At a glance.
- Resilience as a US Department of Defense goal.
- India restricts more Chinese-produced apps.
- US space cybersecurity policy.
US Defense official recommends resilience.
US Deputy Assistant Secretary of Defense for Cyber Policy Thomas Wingfield commented at a recent speaking engagement that the odds of a destabilizing cyberattack are increasing despite the Department’s best efforts, according to the US Department of Defense. Resilience, defined as “the ability to anticipate, withstand, recover from and adapt to adverse conditions, stresses, attacks or compromises,” is the answer. Organizations need to shift their sights from cybersecurity to cyber resilience, or, rather, build cyber resilience “on top of cybersecurity,” with the goal of mission assurance. Wingfield called for tech-savvy leaders, well-trained subordinates, and interagency cooperation, saying a “strong cyber immune system” is a team effort.
India ejects additional Chinese apps.
TechCrunch reports that New Delhi, home of the second biggest online economy, has now banned two-hundred-eighteen Beijing apps, having added forty-three to the list this week. The country referenced concerns about sovereignty and security, and information from the Indian Cyber Crime Coordination Center, in the decision. Newly banned apps include Snack Video, AliExpress, and Lalamove. No Chinese apps appear to remain in India’s top five-hundred most-used list. Apps PUBG Mobile and TikTok are trying to re-earn their welcome, but tensions linger over the nations’ summer conflict in the Himalayas.

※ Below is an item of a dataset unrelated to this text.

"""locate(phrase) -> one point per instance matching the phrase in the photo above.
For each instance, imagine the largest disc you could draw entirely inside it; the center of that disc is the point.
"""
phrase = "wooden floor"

Implications of US space cybersecurity policy.
An essay in Lawfare argues the emphasis on cybersecurity in the US’ September Space Policy Directive (SPD-5), coupled with the nation’s defend forward posture, could bring the policy into conflict with international laws preserving the use of space for peacekeeping. The defend forward stance, first spelled out two years ago by the Defense Department, requires cyberweapons development and proactive engagement with rivals.
International laws and norms, on the other hand, stress national sovereignty and nonintervention (although cyber applications are generally “murky.”) The Outer Space Treaty of 1967, for example, seeks to protect the “interests of all countries” and preclude space’s militarization, underscoring “international co-operation” and mandating discussion about “potentially…harmful interference.”
Attacks on satellites in 2014 and 2017 impressed the need for space cybersecurity standards. SPD-5 instructs space, intelligence, defense, science, communications, transportation, and commerce leaders to enact its directives via regulatory guidance and establish best practices through public-private partnerships “consistent with applicable law.” The US has not specified how the defend forward doctrine would apply to space, but incursions into enemy or third-party territory without international consultation would seem to fall foul of the Space Treaty.
Private sector space initiatives present additional complications. While the Government has been hesitant to intervene in companies’ terrestrial operations, in space, the country bears accountability for commercial enterprises’ actions, which could blur previously respected lines between intelligence gathering and corporate espionage.